What are the challenges and what is gipc’s solution?

Depending on the operating system in use, the creation of child processes via Python’s multiprocessing in the context of a gevent application requires special treatment. Most care is required on POSIX-compliant systems: greenlets spawned in the current process before forking obviously become cloned by fork() and haunt in the child process, which usually is undesired behavior. The following code snippet clarifies this behavior by implementing the example from above, but this time by directly using multiprocessing instead of gipc (this has been tested on Linux with Python 3.4 & gevent 1.1):

import gevent
import multiprocessing

def writelet(c):
    c.send(0)

def readchild(c):
    gevent.sleep(0)
    assert c.recv() == 0
    assert c.recv() == 0

if __name__ == "__main__":
    c1, c2 = multiprocessing.Pipe()
    g = gevent.spawn(writelet, c1)
    p = multiprocessing.Process(target=readchild, args=(c2,))
    p.start()
    g.join()
    p.join()

It runs without raising an Exception. Although the code intends to send only one message to the child through a multiprocessing Pipe, the two assert statements verify that the child actually receives the same message twice. One message is sent – as intended – from the writelet in the parent through the c1 end of the pipe. It is retrieved at the c2 end of the pipe in the child. The other message is sent from the spooky writelet clone in the child. It is also written to the c1 end of the pipe which has implicitly been duplicated during forking. Greenlet clones in the child of course only run when a context switch is triggered; in this case via gevent.sleep(0). As you can imagine, this behavior may lead to a wide range of side-effects including race conditions, and therefore almost guarantees especially tedious debugging sessions.

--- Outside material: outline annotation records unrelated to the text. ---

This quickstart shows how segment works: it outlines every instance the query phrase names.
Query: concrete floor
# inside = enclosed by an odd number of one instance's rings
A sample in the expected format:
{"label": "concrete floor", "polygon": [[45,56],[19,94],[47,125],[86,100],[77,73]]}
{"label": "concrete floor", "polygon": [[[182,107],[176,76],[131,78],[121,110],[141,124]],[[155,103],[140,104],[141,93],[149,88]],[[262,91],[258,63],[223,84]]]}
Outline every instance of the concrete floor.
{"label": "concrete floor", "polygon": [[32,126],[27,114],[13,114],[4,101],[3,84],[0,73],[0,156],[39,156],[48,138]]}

The second class of serious issues in the code above is that it contains several non-cooperatively blocking function calls: p.join() as well as the send()/recv() calls (of multiprocessing.Connection objects) block the calling greenlet non-cooperatively, i.e. they do not allow for a context switch into other greenlets. While this does not lead to an error in the simple example code above, this behavior is not tolerable in real-world gevent applications.

Solution:

gipc overcomes these and other issues transparently and in a rather straight-forward fashion:

The most basic design assumption behind gipc is that application developers never actually want to duplicate all currently running greenlets upon fork. This leads to the rational of first destroying the inherited “gevent state” in the child and then creating a fresh gevent context, before invoking the target function.

The goal is that each child process invoked via gipc starts off with a fresh gevent state before entering the user-given target function. Correspondingly, as one of the first actions, a child process created via gipc destroys the inherited gevent hub as well as the inherited libev event loop and constructs its own fresh versions of both. This way, inherited greenlets as well as libev watchers effectively become orphaned – the fresh hub and event loop are not related to them anymore. The new gevent hub never context-switches into the old inherited greelets which reliably prevents any further code execution from happening. Also, libev event loop destruction disables inherited libev watchers and associated callbacks from firing. After all, this technique effectively disables all inherited gevent and libev magic without the need to deconstruct or kill greenlets or watchers one by one. Is that a memory leak? This indeed accumulates a little bit of uncollectable garbage for every newly generated process generation in the hierarchy. However, this should only be a problem when the application grows the process hierarchy arbitrarily deep over time, i.e. when a child process starts a child process which starts a child process, …, in an unbounded fashion. If you don’t do that it’s fine.

On POSIX-compliant systems gipc entirely avoids multiprocessing’s child monitoring implementation (which is based on the class of wait system calls) and instead uses libev’s wonderful child watcher system (based on SIGCHLD signal transmission), enabling gevent-cooperative waiting for child process termination (that is how p.join() from the example above can be made cooperative).

For implementing gevent-cooperative inter-process communication, gipc uses efficient pipe-based data transport channels with non-blocking I/O system calls. gipc’s transport channel system has been carefully designed: for instance, it takes care of closing dispensable file descriptors in the parent as well as in the child after forking and also abstracts away the difficulties of passing pipe handles between processes on Windows. gipc also abstracts away the implementation differences of the multiprocessing package between Python 2 and 3.

Overall, gipc’s main goal is to allow for the integration of child processes in your gevent-powered application via a simple API – no matter if you are running Python 2 or Python 3, Windows, or a Unix-like system such as Linux or Darwin.